A Sociedade Brasileira de Imunizações (SBIm) diz que "a vacinação está entre os instrumentos de maior impacto positivo em saúde pública em todo o mundo, contribuindo de forma inquestionável para a redução de mortalidade e o aumento da qualidade e da expectativa de vida".
"Graças à vacinação foi possível erradicar a varíola e praticamente erradicar a poliomielite, presente, hoje, em apenas dois países", informa, em nota. "O Programa Nacional de Imunizações (PNI) brasileiro é considerado um dos mais bem-sucedidos do mundo. Além da varíola e da pólio, foram eliminadas do território nacional a rubéola, a síndrome da rubéola congênita, o tétano materno e o tétano neonatal."
"Estas e outras tantas conquistas estão atreladas à adesão do brasileiro à vacinação e ao reconhecimento por estes da importância das vacinas na prevenção de graves danos à saúde", diz a entidade.

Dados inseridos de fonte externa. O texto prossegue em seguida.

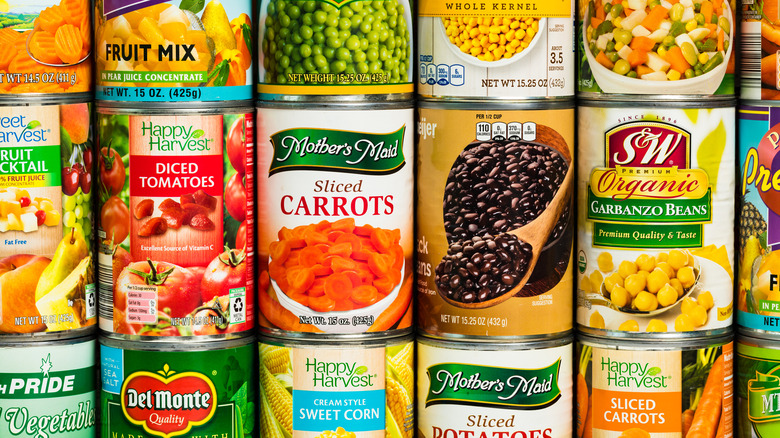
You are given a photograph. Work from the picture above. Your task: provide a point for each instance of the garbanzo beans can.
(496, 50)
(633, 388)
(655, 227)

A SBIm diz que é dever das autoridades públicas e dos profissionais da saúde conscientizar a população acerca da importância da vacinação sob pena de haver retrocessos como a volta do sarampo. "É dever de cada pessoa buscar a vacinação com o objetivo não apenas da proteção individual, mas também coletiva."
"É essencial lembrar que o artigo 14 do Estatuto da Criança e do Adolescente (Lei nº 8.069, de 13 de julho de 1990) define a obrigatoriedade da vacinação para este grupo, cabendo a aplicação de penalidades pelo descumprimento", lembra a entidade.